One of the reasons that divorce is a cumbersome process are the mandatory 410 self disclosures that are required in every contested divorce in Massachusetts. These documents are required to be exchanged between parties within 45 days of the service of the divorce complaint. The rationale behind these disclosures is the Court’s interest that both parties in a divorce have a clear picture of the financial situation of their spouse and of the marriage itself.

The situation that comes to mind where these 410 disclousres are imperative are in divorces where one spouse is largely in the dark about the financial details of the marriage. It is critical to have these documents in order to determine what type of support the person can expect, whether there are any retirement funds to rely upon, and whether their spouse has bank acccounts that the other spouse was not aware. Sometimes there may be money in a joint account held by the spouse and another individual. The spouse could have been funneling marital assets into that account. The 410 disclosures help ferret out those situations and let you know where further discovery is necessary.

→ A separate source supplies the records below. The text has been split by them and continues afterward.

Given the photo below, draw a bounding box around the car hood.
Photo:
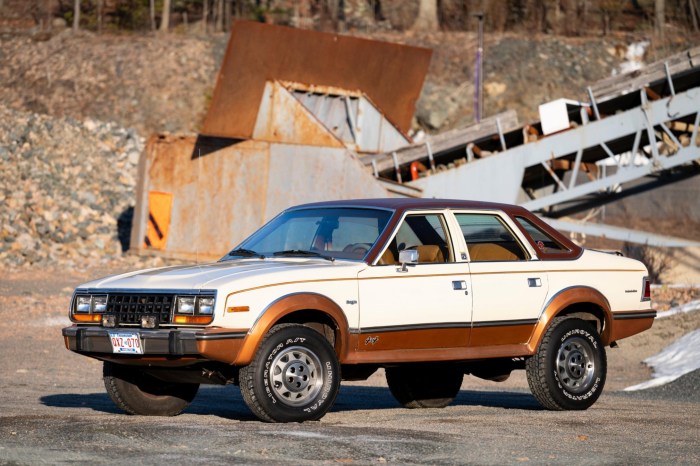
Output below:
[77,259,364,291]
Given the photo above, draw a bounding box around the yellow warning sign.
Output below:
[144,191,172,250]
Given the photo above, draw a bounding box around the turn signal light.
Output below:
[73,314,102,323]
[173,315,213,325]
[227,306,249,313]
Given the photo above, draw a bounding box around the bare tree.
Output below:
[202,0,209,33]
[150,0,156,31]
[72,0,80,32]
[690,0,700,31]
[160,0,171,32]
[215,0,223,32]
[412,0,439,30]
[655,0,665,40]
[96,0,103,33]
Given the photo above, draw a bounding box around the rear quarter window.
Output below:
[514,216,570,254]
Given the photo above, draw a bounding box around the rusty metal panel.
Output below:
[135,135,271,260]
[132,134,391,261]
[263,144,389,221]
[252,81,345,147]
[203,21,432,139]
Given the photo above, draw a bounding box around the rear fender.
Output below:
[528,286,613,352]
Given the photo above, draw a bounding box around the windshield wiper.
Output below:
[226,248,265,259]
[272,250,335,262]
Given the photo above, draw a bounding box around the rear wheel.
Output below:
[239,324,340,422]
[103,362,199,416]
[526,317,606,410]
[386,364,463,409]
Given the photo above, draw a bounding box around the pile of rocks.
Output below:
[0,105,144,268]
[0,31,218,136]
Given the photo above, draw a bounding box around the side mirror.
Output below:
[398,249,419,272]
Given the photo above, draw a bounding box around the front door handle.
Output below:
[528,277,542,287]
[452,280,468,291]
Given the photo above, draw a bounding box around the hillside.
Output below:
[0,25,698,270]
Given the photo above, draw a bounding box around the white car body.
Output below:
[63,199,655,421]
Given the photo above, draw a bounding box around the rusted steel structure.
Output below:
[203,21,431,139]
[131,22,700,261]
[131,22,431,260]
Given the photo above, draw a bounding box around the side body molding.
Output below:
[233,293,350,366]
[527,286,613,352]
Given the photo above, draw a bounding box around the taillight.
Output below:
[641,277,651,302]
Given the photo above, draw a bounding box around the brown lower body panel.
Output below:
[610,314,655,342]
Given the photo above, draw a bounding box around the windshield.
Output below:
[222,207,393,261]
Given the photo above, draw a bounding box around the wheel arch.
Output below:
[233,292,350,366]
[528,286,614,352]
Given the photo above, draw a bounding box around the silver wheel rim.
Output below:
[269,345,323,407]
[556,336,596,394]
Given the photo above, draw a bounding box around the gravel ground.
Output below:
[0,266,699,464]
[620,368,700,402]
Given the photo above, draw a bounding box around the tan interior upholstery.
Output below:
[415,245,444,263]
[468,243,519,261]
[378,249,396,265]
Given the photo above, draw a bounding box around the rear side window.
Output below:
[515,217,569,254]
[456,214,528,262]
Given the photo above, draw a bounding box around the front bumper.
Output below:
[62,326,247,363]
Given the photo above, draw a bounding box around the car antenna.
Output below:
[196,146,201,267]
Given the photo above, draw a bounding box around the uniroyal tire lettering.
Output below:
[242,324,340,421]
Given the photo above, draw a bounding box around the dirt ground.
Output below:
[1,265,699,464]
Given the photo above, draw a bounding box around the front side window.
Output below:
[456,213,528,262]
[379,214,453,265]
[224,208,392,261]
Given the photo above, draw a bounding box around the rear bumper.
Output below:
[62,326,246,363]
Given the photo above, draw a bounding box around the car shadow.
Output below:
[40,385,542,419]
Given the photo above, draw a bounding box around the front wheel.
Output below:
[239,324,340,422]
[103,362,199,416]
[526,317,606,410]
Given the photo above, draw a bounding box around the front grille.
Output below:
[106,294,175,326]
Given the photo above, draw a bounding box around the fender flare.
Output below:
[527,286,613,352]
[233,292,350,366]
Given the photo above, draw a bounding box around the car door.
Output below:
[356,211,472,352]
[452,211,550,347]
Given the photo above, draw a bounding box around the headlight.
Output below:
[176,296,196,314]
[175,295,216,315]
[93,295,108,312]
[71,293,105,323]
[76,296,91,313]
[173,294,216,325]
[198,297,215,315]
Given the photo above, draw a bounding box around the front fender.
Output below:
[233,292,350,366]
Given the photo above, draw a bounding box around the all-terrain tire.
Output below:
[103,362,199,416]
[526,316,607,410]
[386,364,463,409]
[239,324,340,423]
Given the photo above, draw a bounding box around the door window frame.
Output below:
[446,210,539,263]
[371,210,457,266]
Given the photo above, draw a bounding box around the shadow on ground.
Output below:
[40,385,542,420]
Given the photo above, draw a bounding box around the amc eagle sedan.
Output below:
[63,199,654,422]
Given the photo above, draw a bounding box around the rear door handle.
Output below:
[528,278,542,287]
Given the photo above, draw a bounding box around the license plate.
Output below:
[108,331,143,355]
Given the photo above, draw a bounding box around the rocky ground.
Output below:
[0,105,144,267]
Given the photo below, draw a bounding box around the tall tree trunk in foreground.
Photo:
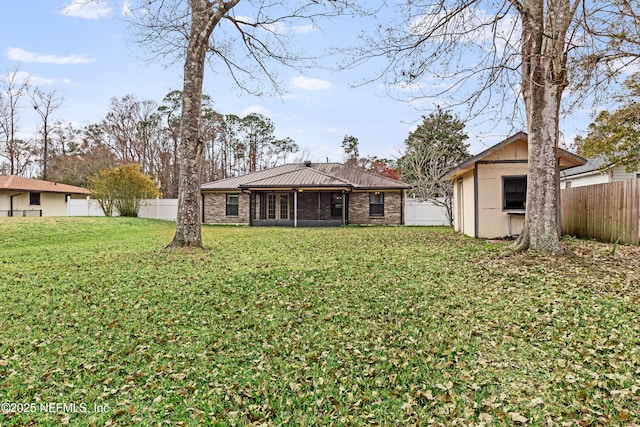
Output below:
[511,0,576,254]
[168,0,239,249]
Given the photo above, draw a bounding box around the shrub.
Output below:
[89,164,161,217]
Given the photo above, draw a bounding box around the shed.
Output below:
[441,132,586,239]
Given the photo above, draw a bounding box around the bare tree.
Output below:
[127,0,371,249]
[30,88,64,180]
[398,110,470,226]
[357,1,640,254]
[0,68,31,175]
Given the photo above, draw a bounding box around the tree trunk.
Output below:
[168,0,238,248]
[511,0,572,255]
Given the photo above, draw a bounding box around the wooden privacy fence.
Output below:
[561,179,640,245]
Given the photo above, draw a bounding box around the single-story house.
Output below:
[560,155,640,189]
[201,161,411,226]
[441,132,586,239]
[0,175,90,217]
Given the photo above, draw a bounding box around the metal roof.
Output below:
[0,175,90,194]
[201,162,410,191]
[241,167,351,188]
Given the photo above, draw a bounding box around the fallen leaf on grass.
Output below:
[509,412,528,424]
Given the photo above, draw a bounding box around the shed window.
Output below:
[503,176,526,210]
[226,193,239,216]
[369,192,384,216]
[30,192,41,206]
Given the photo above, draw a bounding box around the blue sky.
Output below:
[0,0,602,166]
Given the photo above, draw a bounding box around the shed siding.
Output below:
[482,138,528,162]
[476,163,527,238]
[461,172,476,236]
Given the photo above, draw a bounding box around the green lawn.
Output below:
[0,217,638,426]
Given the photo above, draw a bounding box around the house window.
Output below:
[565,180,572,189]
[226,193,239,216]
[369,192,384,216]
[30,192,41,206]
[331,193,343,217]
[503,176,527,210]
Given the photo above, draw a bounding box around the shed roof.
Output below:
[0,175,90,194]
[441,132,586,181]
[201,162,410,191]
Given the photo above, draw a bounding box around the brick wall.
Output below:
[203,192,250,224]
[348,191,404,225]
[203,190,404,225]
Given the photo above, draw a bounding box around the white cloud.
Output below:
[4,71,55,87]
[241,105,272,117]
[290,76,332,91]
[59,0,111,20]
[7,48,93,65]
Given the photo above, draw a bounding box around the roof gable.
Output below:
[441,132,586,181]
[0,175,89,194]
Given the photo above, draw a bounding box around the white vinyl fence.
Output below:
[404,198,449,226]
[68,197,178,221]
[68,197,449,225]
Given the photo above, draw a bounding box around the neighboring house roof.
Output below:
[0,175,90,194]
[441,132,586,181]
[201,162,410,191]
[560,155,609,178]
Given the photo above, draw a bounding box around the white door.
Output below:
[266,193,289,220]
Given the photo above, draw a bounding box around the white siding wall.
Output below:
[561,172,610,189]
[561,165,640,189]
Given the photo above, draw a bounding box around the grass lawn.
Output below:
[0,217,639,426]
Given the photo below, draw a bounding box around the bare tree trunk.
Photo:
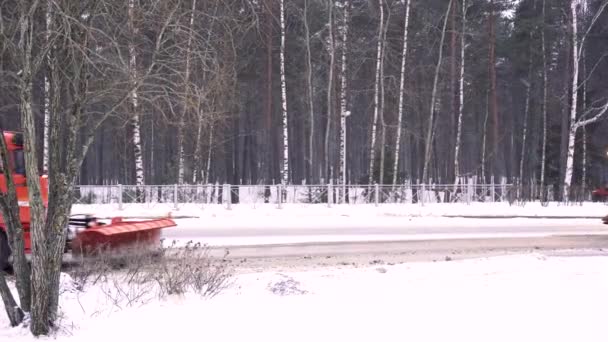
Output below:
[205,124,214,185]
[0,272,24,327]
[325,0,335,183]
[519,46,533,182]
[378,4,389,186]
[280,0,289,185]
[392,0,411,188]
[15,1,51,334]
[304,0,315,183]
[265,0,274,183]
[368,0,384,184]
[540,0,547,187]
[488,0,500,179]
[339,0,351,198]
[129,0,145,188]
[0,131,31,316]
[43,1,52,174]
[481,90,489,181]
[581,50,587,188]
[177,0,198,184]
[454,0,466,187]
[422,0,452,183]
[563,1,579,199]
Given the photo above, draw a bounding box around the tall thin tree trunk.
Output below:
[325,0,335,183]
[205,124,214,184]
[368,0,384,184]
[339,1,351,198]
[177,0,197,184]
[128,0,145,188]
[540,0,547,187]
[454,0,466,187]
[519,45,533,183]
[280,0,289,185]
[392,0,411,188]
[563,0,579,199]
[449,0,457,181]
[422,0,452,183]
[378,5,389,186]
[265,0,273,183]
[481,90,489,181]
[488,0,500,179]
[581,50,587,189]
[304,0,315,183]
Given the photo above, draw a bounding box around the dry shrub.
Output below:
[65,239,232,309]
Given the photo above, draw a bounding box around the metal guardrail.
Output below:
[71,183,602,209]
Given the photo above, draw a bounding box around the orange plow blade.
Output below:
[70,217,177,255]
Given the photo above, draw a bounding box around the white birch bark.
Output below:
[339,1,351,199]
[280,0,289,185]
[422,0,453,182]
[581,47,587,188]
[563,0,608,198]
[325,0,335,182]
[392,0,411,188]
[128,0,145,187]
[540,0,547,187]
[178,0,197,184]
[378,4,389,186]
[453,0,466,187]
[368,0,384,184]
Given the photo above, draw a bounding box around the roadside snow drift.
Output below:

The following documents are required to be exchanged under Rule 410 of the Massachusetts Domestic Relations Procedure:

1. three years of the parties federal and state tax returns as well as three years of any corporate returns of which either party has an interest;

2. four most recent pay stubs;

3. documentation regarding cost and nature of available health insurance of either party;

4. three years of bank statements for any bank accounts held in the name of either party, individually or jointly or in the name of another person for the benefit of eother party or held by either party to benefit the parties minor children;

5. three years of statements for any stocks, bonds, securities, notes or obligations, cd’s, 401k statements, IRA statements and pension plan statements;

6. copies of any loan or mortgage applications made by either party within the last three years; and’

7. copies of any financial statements prepared by either party within the last three years.

A good attorney can help you get these documents together and conduct additional discovery to make sure that you are fully informed about the finances of your marriage.